Fig. 1 is a vertical cross-sectional view showing an embodiment of the damping force adjustable hydraulic shock absorber of the present invention, Fig. 2 is a cross-sectional view of the main part showing its operating state, Fig. 3 is an external view of the gloss, and Fig. 4 is A-A in Figure 3.
A sectional view of the shutter taken along a line, and FIGS. 5 and 6 are schematic diagrams for explaining the operation of the damping force adjusting valve, respectively. 1... Hydraulic shock absorber, 2... Inner cylinder (cylinder), 3...

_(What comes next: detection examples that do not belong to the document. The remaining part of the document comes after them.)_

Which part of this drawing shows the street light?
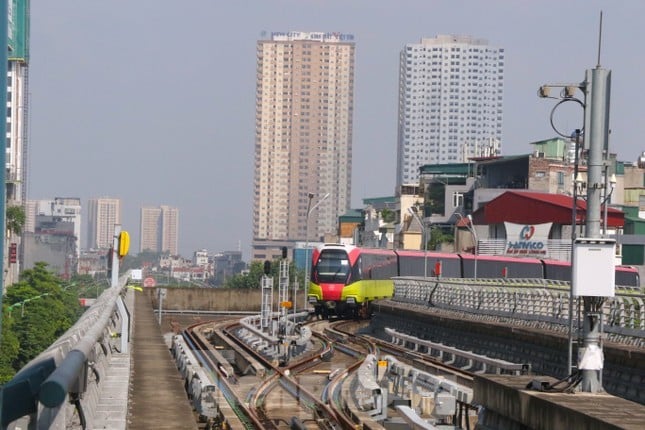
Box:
[304,193,329,309]
[408,207,428,278]
[455,212,479,279]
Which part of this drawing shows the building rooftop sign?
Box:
[271,31,354,42]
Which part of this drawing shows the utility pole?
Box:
[0,1,8,341]
[578,64,613,393]
[538,15,616,393]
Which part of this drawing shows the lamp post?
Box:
[304,193,329,309]
[455,212,479,279]
[408,207,428,278]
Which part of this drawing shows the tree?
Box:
[0,262,82,378]
[6,206,26,235]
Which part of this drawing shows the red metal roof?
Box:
[473,190,625,227]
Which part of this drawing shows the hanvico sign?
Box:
[504,222,553,257]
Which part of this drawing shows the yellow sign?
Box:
[119,231,130,257]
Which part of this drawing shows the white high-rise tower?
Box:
[396,35,504,189]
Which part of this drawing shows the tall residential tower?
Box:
[252,31,354,259]
[3,0,31,285]
[396,35,504,190]
[139,206,179,255]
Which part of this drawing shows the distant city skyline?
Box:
[139,205,177,257]
[26,0,645,259]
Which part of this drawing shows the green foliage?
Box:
[0,262,82,382]
[0,305,20,385]
[6,206,27,235]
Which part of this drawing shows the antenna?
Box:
[596,11,602,68]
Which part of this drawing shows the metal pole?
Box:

... Piston, 12 ... Damping force adjustment valve, 32 ... Valve seat, 34 ... Support member, 36 ... Orifice, 37
...Aisle, 47...Shutter. Figure 3 Figure 4 Figure 5

Claims (1)

[Claims] A damping force generation system that connects two partitioned chambers through a plurality of passages, and generates a damping force by controlling the flow of oil generated in the passages due to the sliding of a piston in a cylinder. In the damping force adjustable hydraulic shock absorber, the damping force can be adjusted by selectively opening and closing the passage, and the damping force adjustable hydraulic shock absorber includes a valve seat in the passage, and a mechanism that opens and closes the passage by seating on and taking off from the valve seat. A shutter is provided that sets the damping force to a "soft" state when the shutter is opened and a damping force to the "hard" state when the shutter is closed, and the shutter is provided with a first flow that acts when switching from the "hard" state to the "soft" state. By providing a resistance and a second flow resistance that acts when switching from the "soft" state to the "hard" state, and setting the first flow resistance larger than the second flow resistance, the "hard" state can be switched from the "soft" state to the "soft" state. It is relatively slow to switch from the “soft” state to the “hard” state.
A damping force adjustable hydraulic shock absorber that is characterized by relatively quick switching between states.